Kevin Hillstrom: MineThatData

Exploring How Customers Interact With Advertising, Products, Brands, and Channels, using Multichannel Forensics.

July 19, 2009

Proven And Influenced Advertising Channels

There are two types of advertising channels in the Multichannel Forensics framework.
  1. Proven Channels
  2. Influenced Channels
The proven channel is what we enjoyed back in the 1980s and early 1990s. We mailed a catalog. Then the customer ordered from us, and was kind enough to provide us with a key code, allowing us to track with accuracy the proven channel that drove the order.

Oh, those were heady times.

These days, everybody is obsessed with fractionally allocating orders based on the advertising channels that they perceive to be driving orders. First touch? Last touch? Allocation across touches.

Of course, all of the allocation rules are bogus. We don't really know, do we? Especially if we don't do mail/holdout groups, and you really cannot do mail/holdout groups for paid search (though you can do some innovative spend/no-spend strategies).

So why the obsession with first touch, last touch, and fractional allocation? The end result is clouded with fiction, anyway.

There's another way to approach this challenge. Instead of investing all of our efforts on the art of allocation, why not categorize orders based on proven and influenced sources, then track how customers evolve over time --- allowing us to reduce catalog or e-mail marketing expense in the future?

Let's say that you have three advertising channels that resulted in an order:
  1. Catalog received on June 1.
  2. E-Mail received on June 3.
  3. Order on June 5, using Pay-Per-Click.
One could label pay-per-click as the "proven" source. One could also label catalog and e-mail marketing as "influenced" sources --- in theory, these advertising channels influenced the order.
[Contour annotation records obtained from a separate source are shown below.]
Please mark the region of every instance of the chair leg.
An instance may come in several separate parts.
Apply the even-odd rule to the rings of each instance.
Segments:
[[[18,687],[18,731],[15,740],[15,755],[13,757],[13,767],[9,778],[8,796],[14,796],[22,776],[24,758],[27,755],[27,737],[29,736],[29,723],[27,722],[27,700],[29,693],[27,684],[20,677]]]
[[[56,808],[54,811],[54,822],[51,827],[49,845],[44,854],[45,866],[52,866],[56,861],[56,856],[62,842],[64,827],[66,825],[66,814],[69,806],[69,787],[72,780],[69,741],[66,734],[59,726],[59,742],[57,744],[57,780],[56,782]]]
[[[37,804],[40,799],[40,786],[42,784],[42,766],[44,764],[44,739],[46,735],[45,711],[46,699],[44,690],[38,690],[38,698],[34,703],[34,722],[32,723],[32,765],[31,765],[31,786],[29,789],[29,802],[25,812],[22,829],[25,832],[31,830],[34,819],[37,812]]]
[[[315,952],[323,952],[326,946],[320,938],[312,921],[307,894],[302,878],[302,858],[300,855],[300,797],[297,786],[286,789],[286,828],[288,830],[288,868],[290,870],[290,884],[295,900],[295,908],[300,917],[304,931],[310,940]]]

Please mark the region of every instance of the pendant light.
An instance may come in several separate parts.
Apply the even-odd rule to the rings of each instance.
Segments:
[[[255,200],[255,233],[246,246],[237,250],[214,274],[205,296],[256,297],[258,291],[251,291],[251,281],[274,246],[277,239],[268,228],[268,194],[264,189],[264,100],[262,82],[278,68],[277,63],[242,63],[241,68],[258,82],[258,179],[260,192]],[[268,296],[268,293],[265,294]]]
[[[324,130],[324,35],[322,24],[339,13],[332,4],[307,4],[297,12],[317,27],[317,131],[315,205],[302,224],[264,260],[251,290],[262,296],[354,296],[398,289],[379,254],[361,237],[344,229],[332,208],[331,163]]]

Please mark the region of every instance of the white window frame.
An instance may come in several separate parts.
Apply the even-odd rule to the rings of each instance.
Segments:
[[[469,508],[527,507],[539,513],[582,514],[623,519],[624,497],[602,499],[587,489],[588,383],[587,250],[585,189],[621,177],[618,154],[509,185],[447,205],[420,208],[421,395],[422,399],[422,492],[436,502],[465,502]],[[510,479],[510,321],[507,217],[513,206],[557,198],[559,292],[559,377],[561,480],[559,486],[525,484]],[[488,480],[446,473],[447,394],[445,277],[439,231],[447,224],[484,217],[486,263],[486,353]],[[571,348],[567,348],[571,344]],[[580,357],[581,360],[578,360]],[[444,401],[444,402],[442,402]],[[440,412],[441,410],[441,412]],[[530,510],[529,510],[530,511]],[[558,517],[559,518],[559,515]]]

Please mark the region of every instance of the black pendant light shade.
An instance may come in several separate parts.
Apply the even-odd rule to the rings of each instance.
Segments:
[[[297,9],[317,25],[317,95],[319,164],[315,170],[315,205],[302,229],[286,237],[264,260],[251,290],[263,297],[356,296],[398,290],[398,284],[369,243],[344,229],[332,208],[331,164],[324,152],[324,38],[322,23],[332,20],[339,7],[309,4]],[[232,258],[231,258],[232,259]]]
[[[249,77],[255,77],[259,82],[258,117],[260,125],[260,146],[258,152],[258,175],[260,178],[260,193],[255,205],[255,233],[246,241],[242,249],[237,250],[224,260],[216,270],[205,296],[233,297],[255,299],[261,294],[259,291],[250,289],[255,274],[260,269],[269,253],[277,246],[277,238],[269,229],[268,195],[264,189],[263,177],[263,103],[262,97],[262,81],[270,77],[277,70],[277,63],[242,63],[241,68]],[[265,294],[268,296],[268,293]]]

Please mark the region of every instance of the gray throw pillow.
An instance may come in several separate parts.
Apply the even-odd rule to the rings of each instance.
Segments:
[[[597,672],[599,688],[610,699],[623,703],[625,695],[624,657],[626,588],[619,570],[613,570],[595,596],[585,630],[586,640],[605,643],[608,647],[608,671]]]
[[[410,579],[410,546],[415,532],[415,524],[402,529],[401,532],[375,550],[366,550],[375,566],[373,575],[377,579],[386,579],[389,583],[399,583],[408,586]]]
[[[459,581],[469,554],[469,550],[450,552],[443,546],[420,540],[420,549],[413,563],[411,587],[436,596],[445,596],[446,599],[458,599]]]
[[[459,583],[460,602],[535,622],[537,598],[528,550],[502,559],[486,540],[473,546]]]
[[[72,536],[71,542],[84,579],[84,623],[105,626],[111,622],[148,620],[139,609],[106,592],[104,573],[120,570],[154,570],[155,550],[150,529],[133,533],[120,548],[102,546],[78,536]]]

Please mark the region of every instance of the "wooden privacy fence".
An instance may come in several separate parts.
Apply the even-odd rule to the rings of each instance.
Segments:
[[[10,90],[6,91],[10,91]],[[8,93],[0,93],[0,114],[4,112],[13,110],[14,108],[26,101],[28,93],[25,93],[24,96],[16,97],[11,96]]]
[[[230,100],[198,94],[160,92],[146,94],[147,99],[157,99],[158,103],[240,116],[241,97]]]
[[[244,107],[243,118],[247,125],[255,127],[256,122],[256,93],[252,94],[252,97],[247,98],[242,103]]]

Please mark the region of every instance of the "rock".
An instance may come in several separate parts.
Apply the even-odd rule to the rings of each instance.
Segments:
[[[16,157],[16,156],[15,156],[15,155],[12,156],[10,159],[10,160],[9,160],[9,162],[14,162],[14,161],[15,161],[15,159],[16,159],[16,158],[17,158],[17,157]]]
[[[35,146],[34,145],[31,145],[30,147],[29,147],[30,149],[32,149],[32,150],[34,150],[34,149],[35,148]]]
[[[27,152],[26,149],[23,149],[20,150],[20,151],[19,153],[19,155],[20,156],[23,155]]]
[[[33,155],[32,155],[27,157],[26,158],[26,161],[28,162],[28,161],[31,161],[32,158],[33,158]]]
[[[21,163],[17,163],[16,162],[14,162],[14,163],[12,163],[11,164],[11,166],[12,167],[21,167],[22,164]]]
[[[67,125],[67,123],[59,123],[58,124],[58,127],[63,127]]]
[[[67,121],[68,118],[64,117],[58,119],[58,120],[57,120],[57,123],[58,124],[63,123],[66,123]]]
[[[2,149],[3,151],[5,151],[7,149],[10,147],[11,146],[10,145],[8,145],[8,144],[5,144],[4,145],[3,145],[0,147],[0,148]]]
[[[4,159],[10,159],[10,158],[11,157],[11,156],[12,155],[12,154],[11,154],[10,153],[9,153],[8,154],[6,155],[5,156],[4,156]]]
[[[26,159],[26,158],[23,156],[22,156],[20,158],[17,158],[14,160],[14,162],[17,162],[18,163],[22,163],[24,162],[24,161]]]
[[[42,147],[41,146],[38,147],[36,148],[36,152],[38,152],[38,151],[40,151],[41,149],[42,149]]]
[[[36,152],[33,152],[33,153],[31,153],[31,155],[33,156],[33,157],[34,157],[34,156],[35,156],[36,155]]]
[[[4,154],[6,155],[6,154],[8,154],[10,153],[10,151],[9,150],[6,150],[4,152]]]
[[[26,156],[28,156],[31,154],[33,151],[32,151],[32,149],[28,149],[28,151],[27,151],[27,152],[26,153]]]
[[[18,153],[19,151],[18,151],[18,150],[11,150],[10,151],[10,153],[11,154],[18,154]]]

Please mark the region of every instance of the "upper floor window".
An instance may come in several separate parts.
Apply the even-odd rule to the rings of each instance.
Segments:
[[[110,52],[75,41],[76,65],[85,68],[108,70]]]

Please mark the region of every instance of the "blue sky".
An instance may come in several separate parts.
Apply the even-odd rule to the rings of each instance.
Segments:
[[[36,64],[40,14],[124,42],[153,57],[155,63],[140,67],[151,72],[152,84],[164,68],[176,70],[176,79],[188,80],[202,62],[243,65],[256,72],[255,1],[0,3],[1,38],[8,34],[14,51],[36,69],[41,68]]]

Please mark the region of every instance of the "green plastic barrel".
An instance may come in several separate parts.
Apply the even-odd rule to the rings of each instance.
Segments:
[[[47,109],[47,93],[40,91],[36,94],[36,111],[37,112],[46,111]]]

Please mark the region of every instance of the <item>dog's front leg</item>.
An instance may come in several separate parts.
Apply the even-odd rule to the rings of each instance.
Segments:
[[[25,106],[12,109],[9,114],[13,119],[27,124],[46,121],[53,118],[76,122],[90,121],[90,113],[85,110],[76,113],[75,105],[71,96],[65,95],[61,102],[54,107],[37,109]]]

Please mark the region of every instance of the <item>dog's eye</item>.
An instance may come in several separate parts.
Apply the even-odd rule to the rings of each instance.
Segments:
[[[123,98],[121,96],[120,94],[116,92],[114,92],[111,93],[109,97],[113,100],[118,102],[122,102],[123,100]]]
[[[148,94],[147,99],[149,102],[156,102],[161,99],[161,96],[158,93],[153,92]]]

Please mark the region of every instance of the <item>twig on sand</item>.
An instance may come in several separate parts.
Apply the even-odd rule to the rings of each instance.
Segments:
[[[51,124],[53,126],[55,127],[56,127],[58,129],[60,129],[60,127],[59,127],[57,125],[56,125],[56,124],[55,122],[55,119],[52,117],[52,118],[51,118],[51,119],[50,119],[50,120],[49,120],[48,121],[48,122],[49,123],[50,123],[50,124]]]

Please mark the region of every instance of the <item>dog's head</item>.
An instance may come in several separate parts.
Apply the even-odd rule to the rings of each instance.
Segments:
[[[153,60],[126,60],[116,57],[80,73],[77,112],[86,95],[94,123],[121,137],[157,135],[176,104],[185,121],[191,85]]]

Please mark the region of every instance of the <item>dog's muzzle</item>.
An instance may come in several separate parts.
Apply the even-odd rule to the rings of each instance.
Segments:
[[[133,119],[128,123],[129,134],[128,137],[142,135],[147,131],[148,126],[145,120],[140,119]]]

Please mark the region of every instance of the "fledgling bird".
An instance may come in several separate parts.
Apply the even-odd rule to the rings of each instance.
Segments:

Here's the marketing analytics secret for you --- shhhhhh, don't tell anybody!
  • When catalogs and/or e-mails move from "proven" to "influenced" advertising sources, you don't have to send as many of these to the customers using them as "influenced sources" in the future --- once customers move away from these advertising channels as their primary reason for purchasing, they become less likely to use them in the future.
Fractional allocation or first touch or last touch cannot provide you with this marketing analytics secret --- all of these forms of allocation just allow you to make guesses about what happened in the past. We need to know how to market to individual customers in the future.

This is where Multichannel Forensics, and micro-channels in particular, make a big difference.